If Summoner Wars had used just one concept of luck then it wouldn’t have been so bad but there are games where you’ll feel let down by your dice and your deck. Drawing the wrong card for the situation and then rolling 1s and 2s can completely ruin the game, and when it happens to your opponent it feels like you’ve won in some underhanded way, there isn’t anything in the victory to savour, you haven’t outmanoeuvred or outsmarted you opponent, you’ve just been lucky.
Are there any redeeming features of Summoner Wars? Well the great thing about Summoner Wars is the digital version of the game available for smart phones and tablets and although it’s exactly the same game there is something much more playable, and much more enjoyable, about the digital version.

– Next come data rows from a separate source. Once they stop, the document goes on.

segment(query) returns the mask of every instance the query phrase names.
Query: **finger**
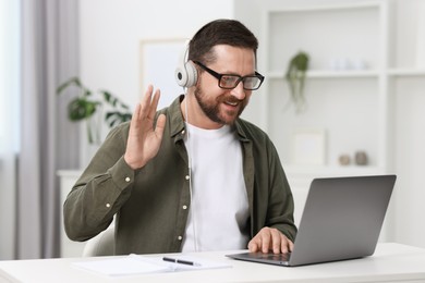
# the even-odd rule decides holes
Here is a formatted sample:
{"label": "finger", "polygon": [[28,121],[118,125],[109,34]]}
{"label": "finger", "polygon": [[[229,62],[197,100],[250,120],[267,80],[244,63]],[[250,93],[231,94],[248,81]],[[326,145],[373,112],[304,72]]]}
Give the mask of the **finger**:
{"label": "finger", "polygon": [[141,112],[141,103],[137,103],[136,108],[134,109],[132,120],[130,122],[130,132],[133,131],[133,128],[136,128],[138,126],[138,115]]}
{"label": "finger", "polygon": [[281,243],[282,243],[282,234],[277,229],[271,229],[271,248],[274,254],[280,254],[281,251]]}
{"label": "finger", "polygon": [[251,253],[257,253],[259,249],[259,244],[257,243],[257,236],[250,241],[248,249]]}
{"label": "finger", "polygon": [[141,101],[141,111],[138,113],[138,119],[144,119],[149,113],[149,107],[150,107],[153,91],[154,91],[154,86],[148,85],[146,88],[145,95],[143,96],[142,101]]}
{"label": "finger", "polygon": [[288,242],[289,242],[289,251],[292,253],[292,250],[293,250],[293,243],[290,239],[288,239]]}
{"label": "finger", "polygon": [[270,232],[267,230],[267,232],[264,232],[262,235],[262,251],[264,254],[267,254],[270,250],[270,241],[271,235]]}
{"label": "finger", "polygon": [[148,113],[148,118],[150,120],[154,120],[155,113],[157,112],[157,107],[158,107],[158,101],[159,101],[160,96],[161,96],[161,90],[157,89],[155,91],[154,98],[150,102],[150,108],[149,108],[149,113]]}
{"label": "finger", "polygon": [[283,253],[283,254],[291,253],[293,249],[292,241],[290,241],[286,235],[282,235],[282,239],[280,243],[280,249],[281,249],[281,253]]}
{"label": "finger", "polygon": [[166,115],[160,114],[157,120],[157,125],[155,127],[155,134],[159,139],[162,139],[163,128],[166,127]]}

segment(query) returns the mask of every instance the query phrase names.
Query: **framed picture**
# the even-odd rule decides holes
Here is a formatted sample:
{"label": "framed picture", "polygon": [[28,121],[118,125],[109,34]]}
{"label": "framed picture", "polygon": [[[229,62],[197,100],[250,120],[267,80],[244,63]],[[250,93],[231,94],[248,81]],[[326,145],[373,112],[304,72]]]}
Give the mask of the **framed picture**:
{"label": "framed picture", "polygon": [[325,131],[296,128],[292,135],[292,162],[295,164],[325,164]]}
{"label": "framed picture", "polygon": [[158,109],[169,106],[175,97],[183,94],[174,78],[174,71],[184,52],[186,39],[162,38],[141,41],[141,95],[149,84],[161,90]]}

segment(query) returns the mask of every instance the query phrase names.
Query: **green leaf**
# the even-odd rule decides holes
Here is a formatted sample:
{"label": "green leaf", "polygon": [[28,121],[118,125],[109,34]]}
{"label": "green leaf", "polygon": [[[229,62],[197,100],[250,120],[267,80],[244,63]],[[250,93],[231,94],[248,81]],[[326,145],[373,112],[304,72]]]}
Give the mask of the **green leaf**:
{"label": "green leaf", "polygon": [[69,118],[71,121],[81,121],[90,118],[97,109],[99,102],[89,101],[85,98],[75,98],[68,106]]}

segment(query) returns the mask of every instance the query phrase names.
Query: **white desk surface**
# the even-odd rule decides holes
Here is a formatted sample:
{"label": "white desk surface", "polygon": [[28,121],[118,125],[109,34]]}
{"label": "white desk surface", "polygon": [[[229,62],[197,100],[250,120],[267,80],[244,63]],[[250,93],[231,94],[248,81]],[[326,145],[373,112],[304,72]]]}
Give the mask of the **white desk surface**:
{"label": "white desk surface", "polygon": [[[378,244],[373,256],[303,267],[278,267],[232,260],[233,251],[197,253],[232,268],[107,278],[71,266],[99,260],[58,258],[0,261],[0,282],[425,282],[425,249],[394,243]],[[110,258],[110,257],[102,257]]]}

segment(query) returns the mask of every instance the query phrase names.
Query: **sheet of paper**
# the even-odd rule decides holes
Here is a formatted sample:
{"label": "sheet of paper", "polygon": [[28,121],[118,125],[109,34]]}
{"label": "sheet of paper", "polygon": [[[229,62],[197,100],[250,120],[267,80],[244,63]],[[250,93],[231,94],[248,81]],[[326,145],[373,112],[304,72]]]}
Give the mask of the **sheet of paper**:
{"label": "sheet of paper", "polygon": [[198,263],[197,266],[173,263],[165,261],[162,256],[129,255],[125,257],[111,257],[107,259],[72,262],[74,267],[108,276],[135,275],[155,272],[178,272],[187,270],[231,268],[226,261],[211,261],[193,256],[170,256],[175,259]]}

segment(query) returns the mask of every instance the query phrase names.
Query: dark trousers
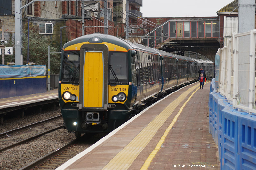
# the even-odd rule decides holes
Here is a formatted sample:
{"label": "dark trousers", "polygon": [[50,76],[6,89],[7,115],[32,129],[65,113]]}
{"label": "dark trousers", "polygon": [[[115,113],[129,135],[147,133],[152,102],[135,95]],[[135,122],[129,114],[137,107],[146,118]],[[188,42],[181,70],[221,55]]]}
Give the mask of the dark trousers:
{"label": "dark trousers", "polygon": [[200,88],[203,87],[204,87],[204,82],[199,81],[199,82],[200,82]]}

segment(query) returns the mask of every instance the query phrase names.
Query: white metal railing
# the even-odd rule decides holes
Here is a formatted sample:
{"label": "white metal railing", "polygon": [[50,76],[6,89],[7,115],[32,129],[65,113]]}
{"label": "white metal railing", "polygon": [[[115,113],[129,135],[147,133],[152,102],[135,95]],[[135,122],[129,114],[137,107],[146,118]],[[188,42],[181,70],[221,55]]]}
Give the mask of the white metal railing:
{"label": "white metal railing", "polygon": [[227,46],[219,50],[218,92],[233,107],[256,114],[256,29],[233,34]]}

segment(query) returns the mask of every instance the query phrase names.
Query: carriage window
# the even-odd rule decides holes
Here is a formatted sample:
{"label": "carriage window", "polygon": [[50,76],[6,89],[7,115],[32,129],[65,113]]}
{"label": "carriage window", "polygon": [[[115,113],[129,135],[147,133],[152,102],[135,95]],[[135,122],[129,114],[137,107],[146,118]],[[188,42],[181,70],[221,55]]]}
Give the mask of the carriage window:
{"label": "carriage window", "polygon": [[[127,58],[126,54],[125,53],[109,52],[109,64],[111,65],[114,72],[119,81],[127,79]],[[110,72],[108,74],[110,76],[110,80],[114,80],[115,78],[113,74]]]}
{"label": "carriage window", "polygon": [[79,51],[64,51],[62,65],[63,80],[70,81],[72,78],[79,80]]}

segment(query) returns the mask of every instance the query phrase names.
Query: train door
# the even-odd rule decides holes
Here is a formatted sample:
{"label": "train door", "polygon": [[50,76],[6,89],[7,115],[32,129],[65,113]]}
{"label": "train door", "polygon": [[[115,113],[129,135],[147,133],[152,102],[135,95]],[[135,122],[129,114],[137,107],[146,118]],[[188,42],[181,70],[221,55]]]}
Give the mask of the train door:
{"label": "train door", "polygon": [[183,37],[183,22],[177,23],[177,37],[182,38]]}
{"label": "train door", "polygon": [[85,44],[81,49],[79,108],[104,109],[108,104],[108,48]]}
{"label": "train door", "polygon": [[132,72],[132,100],[134,100],[133,102],[135,103],[137,100],[138,96],[138,89],[139,86],[139,77],[138,77],[138,65],[137,62],[137,55],[135,57],[131,57]]}
{"label": "train door", "polygon": [[142,70],[143,77],[141,78],[143,79],[143,83],[141,85],[142,88],[141,88],[140,92],[142,95],[142,102],[143,101],[145,100],[146,98],[146,93],[147,92],[147,75],[146,71],[148,71],[146,70],[145,65],[145,57],[146,57],[146,55],[144,52],[141,52],[141,60],[142,63],[141,63],[142,65],[141,67]]}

It could be because it runs quicker, it could be because I’m not rolling the dice I don’t feel as directly involved in the bad luck of the roll, but the way it plays so smoothly makes it a fun diversion, it’s still not the best digital card game out there (I’d rather be playing Ascension or Hearthstone) but it’s a solid conversion and offers more enjoyment than the table top game.
I thought Summoner Wars would be the game for me but I find it boring. I never feel that my actions are what results in a win or a loss, I’m merely playing the cards I have available and hoping for lucky dice rolls and that’s not enough to keep me interested. It’s lacking in the layers of strategy that are needed to make you feel in full control and subsequently leads to a feeling of detachment from the game and I believe it’s this detachment that mean that Summoner Wars is not for me.